Well, you can imagine the reaction when word got out that Maria was praying for people to be healed. A lot of people didn’t believe it. Convinced Maria was a fraud, a group of ministers in Springfield, Illinois got together to come up with a plan that would bring an end to her ministry. There was a doctor in their group, so they chose him to challenge Maria at a certain meeting. This doctor was determined to crush her and expose her for being a fraud. Maria didn’t run away from his challenge but, instead, came to the meeting to hear him out. She said it was “an undertaking” to meet with him. She answered every one of his criticisms with the Word of God. Sadly, not one minister came to her defense. They were all united in opposition against her. In the end, this challenge didn’t expose Maria for being a fraud. God was with her and no harm came to her or her ministry. In fact, the controversy created more interest in her ministry.

That wasn’t the only resistance she experienced. It actually got worse. Not only did Christian ministers come against her, so did the secular community. When she ministered in Framingham, Massachusetts, she was arrested for claiming to heal people. Arrested! But when people came forward with their testimonies of being healed in her meetings, she was released. Not only that, psychiatrists in St. Louis, Missouri, filed charges of insanity against her for claiming she saw visions of God. Oh dear! By the grace of God, she got through it all.

Unique Conversion Statistics

There is one last detail about Maria’s ministry I wanted to share: her revival statistics. In the First Great Awakening, it was almost entirely all young people that were converted—equal numbers of both men and women. In the Second Great Awakening, the converts were overwhelmingly female. In the Prayer Revival, the statistics are not known because no one kept record of the converts. During the Soldier’s Revival, the converts were predominately men.

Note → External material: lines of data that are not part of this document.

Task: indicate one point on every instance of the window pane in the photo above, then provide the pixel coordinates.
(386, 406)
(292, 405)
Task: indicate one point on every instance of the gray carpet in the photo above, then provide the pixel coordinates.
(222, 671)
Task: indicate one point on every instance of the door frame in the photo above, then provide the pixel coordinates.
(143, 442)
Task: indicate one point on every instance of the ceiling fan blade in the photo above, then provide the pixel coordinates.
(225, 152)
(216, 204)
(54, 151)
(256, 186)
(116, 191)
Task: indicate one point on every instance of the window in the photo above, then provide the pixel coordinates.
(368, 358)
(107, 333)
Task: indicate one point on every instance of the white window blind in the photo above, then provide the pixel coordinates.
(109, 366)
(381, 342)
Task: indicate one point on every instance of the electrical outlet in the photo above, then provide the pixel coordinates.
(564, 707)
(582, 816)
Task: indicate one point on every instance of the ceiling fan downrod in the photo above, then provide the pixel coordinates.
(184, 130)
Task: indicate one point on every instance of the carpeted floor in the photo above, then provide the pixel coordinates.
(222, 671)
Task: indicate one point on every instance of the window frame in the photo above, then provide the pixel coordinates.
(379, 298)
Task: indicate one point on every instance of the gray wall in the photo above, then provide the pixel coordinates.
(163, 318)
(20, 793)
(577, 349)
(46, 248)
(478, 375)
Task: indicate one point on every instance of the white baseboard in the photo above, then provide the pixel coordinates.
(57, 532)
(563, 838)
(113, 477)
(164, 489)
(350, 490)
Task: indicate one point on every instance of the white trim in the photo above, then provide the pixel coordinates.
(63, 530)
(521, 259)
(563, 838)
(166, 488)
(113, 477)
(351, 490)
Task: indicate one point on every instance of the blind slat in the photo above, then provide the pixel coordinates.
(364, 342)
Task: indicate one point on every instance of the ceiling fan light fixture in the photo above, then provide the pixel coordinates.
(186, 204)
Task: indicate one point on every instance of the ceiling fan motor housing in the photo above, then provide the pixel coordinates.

What was unique about Maria’s meetings is that a great number of elderly people were converted. Revivals typically have a low number of older people conversions. It was the opposite for Maria. In one meeting, nearly half the converts were over forty years old. On a regular basis, people in their 60s, 70s, 80s, and upward came forward for salvation. The oldest person Maria ministered to was a 103 year-old woman who was healed instantly.

Summary

Maria’s ministry was truly unprecedented on multiple levels. She was the harbinger for women in the ministry; following her were Lilian B. Yeomans, Aimee Semple McPherson, Kathryn Kuhlman, and so many more. She was also the harbinger for ministers praying for the sick. Following on her heels were John G. Lake, Cyrus B. Fockler, Charles Parham, F.F. Bosworth, Raymond T. Riches, John Alexander Dowie, and many others. Signs and wonders, the likes of which hadn’t been seen before, were manifested. Maria was a pioneer in ministry. People who are pioneers, paving the way for others to follow, usually take a lot of hits for being the first to do something. And that certainly was true with Maria. She plowed the road for others to follow.  And, thank God, others did follow!